Bio
Sue Rahr began her 43-year law enforcement career as a deputy with the King County Sheriff’s Office in 1979 and worked her way up through the ranks until she was elected Sheriff in 2005. She served as Sheriff for another seven years, retiring in 2012. She was responsible for over 1,000 employees, a $150 million budget, and contract police services in 12 cities and transit policing for the Seattle/Puget Sound region. She led KCSO to CALEA National Accreditation in 2010 and was awarded “2010 Elected Official of the Year” by the Municipal League. In 2012 she was appointed Executive Director of the Washington State Criminal Justice Training Commission where she served for nine years and was responsible for training all city and county law enforcement and corrections officers in the state, as well as many other criminal justice professionals.
She served as a member of the “Executive Session on Policing” at the Harvard Kennedy School from 2011-2014; served on the “President’s Task Force on 21st Century Policing” in 2015; is a consultant with the NYU Law School Policing Project to Reimagine Policing; is the Co-Founder of the Center on Police Culture; serves as an advisor to many national police reform programs and organizations including the Council on Criminal Justice, Law Enforcement Action Partnership, Law Enforcement Leaders to Reduce Crime and Incarceration, and the Innovative Policing Program at Georgetown University with ABLE (Active Bystandership for Law Enforcement) and Police for Tomorrow.
She has served on many non-profit community and professional boards and held the following offices:
- President – Washington Association of Sheriffs and Police Chiefs
- Commissioner – Washington State Criminal Justice Training Commission
- Executive Board – National Sheriffs Association
- Board of Directors for the National Policing Institute
She graduated Cum Laude with a BA in Criminal Justice from Washington State University and is a graduate of the National Sheriff’s Institute and the FBI National Executive Institute.

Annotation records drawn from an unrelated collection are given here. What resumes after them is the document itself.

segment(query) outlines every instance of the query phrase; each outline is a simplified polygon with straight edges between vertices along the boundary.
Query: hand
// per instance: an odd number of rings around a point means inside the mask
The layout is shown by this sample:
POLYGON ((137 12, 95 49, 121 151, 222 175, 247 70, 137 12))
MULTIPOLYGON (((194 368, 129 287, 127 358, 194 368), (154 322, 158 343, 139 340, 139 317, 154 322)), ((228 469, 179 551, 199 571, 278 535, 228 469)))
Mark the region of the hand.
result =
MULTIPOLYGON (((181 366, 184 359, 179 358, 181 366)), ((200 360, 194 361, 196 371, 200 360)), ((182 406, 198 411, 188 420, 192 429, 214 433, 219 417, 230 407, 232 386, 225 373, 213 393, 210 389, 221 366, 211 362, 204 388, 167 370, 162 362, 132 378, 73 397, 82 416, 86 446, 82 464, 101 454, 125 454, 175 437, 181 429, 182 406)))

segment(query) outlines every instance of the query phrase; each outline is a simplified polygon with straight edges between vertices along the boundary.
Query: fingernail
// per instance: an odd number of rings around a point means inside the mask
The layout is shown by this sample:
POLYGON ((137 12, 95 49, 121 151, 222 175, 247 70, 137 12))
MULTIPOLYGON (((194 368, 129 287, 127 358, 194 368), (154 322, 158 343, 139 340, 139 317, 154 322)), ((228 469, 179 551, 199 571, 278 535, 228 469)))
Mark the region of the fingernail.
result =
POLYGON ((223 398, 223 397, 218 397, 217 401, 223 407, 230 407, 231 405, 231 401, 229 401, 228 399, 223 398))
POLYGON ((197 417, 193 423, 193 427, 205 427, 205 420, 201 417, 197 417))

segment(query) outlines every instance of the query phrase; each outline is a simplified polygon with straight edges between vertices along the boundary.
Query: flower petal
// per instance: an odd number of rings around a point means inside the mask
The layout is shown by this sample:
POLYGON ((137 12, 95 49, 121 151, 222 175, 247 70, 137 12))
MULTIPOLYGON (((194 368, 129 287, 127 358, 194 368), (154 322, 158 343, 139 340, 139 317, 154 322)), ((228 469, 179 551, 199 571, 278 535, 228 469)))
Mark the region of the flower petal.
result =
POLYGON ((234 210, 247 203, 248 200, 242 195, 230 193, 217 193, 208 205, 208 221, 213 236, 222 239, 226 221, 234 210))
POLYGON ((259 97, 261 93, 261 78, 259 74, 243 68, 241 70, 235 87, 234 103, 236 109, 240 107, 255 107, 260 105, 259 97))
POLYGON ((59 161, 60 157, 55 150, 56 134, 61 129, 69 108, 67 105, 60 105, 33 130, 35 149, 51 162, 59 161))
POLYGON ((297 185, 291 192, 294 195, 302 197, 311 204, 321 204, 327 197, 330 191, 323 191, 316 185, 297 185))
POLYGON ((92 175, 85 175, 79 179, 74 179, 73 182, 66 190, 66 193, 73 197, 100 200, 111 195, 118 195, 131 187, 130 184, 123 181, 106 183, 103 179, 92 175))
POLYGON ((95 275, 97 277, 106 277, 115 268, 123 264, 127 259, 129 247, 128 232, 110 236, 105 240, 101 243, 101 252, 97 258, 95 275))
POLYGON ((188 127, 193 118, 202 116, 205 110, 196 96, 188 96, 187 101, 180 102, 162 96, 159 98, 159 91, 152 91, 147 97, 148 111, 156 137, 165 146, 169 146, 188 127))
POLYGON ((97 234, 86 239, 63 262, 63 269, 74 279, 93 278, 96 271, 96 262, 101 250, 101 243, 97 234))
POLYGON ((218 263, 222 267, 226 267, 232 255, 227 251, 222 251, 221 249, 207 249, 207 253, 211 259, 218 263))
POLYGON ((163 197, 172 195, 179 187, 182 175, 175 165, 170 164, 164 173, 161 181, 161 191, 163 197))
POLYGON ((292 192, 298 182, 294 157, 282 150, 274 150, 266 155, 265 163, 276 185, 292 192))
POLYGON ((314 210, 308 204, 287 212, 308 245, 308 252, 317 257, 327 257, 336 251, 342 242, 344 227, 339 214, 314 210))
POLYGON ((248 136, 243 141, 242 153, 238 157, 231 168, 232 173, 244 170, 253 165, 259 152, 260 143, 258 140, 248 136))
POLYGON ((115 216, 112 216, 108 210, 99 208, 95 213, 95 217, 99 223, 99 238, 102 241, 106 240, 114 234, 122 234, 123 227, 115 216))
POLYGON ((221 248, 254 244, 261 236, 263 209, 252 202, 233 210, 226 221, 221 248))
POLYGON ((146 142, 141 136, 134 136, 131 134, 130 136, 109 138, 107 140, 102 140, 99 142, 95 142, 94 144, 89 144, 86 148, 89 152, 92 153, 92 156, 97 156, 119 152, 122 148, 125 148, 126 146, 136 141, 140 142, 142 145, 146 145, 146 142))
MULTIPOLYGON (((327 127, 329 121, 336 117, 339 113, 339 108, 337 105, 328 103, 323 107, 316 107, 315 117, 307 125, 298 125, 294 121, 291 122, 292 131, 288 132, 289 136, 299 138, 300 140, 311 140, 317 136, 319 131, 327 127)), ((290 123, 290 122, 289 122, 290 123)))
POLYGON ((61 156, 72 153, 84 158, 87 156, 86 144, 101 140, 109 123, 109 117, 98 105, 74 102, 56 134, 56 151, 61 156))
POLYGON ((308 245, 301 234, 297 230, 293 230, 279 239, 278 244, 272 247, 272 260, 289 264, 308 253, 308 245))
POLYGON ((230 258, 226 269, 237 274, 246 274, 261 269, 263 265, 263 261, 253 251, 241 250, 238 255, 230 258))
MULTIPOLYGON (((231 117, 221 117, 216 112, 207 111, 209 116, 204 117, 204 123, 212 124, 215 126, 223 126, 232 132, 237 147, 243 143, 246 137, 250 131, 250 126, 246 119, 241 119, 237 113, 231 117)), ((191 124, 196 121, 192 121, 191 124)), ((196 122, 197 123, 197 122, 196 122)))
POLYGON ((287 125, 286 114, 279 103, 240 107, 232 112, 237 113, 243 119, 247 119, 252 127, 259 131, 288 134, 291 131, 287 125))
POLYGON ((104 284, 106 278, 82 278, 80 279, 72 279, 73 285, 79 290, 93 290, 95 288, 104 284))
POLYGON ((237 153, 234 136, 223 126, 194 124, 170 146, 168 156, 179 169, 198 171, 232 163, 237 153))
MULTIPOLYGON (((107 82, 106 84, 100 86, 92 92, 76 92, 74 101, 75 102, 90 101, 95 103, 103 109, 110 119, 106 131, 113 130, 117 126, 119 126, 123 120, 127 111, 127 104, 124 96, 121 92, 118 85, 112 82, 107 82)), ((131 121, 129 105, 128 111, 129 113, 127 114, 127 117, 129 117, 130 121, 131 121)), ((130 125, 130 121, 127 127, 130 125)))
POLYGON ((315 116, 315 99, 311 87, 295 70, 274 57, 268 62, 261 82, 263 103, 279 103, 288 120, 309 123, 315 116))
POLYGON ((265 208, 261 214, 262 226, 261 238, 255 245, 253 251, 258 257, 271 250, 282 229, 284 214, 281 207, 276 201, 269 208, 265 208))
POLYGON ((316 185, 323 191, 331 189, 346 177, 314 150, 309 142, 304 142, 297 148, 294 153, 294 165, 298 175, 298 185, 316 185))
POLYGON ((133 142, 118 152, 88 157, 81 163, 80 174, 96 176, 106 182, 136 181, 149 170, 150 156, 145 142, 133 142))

She co-authored the seminal academic paper about transforming the training culture at the WA State Criminal Justice Training Commission – published in 2015 by the Harvard Kennedy School and the National Institute of Justice – introducing the national dialogue on shifting police culture from warriors to guardians.
She is married to a retired high school teacher and has two adult sons and two grandchildren.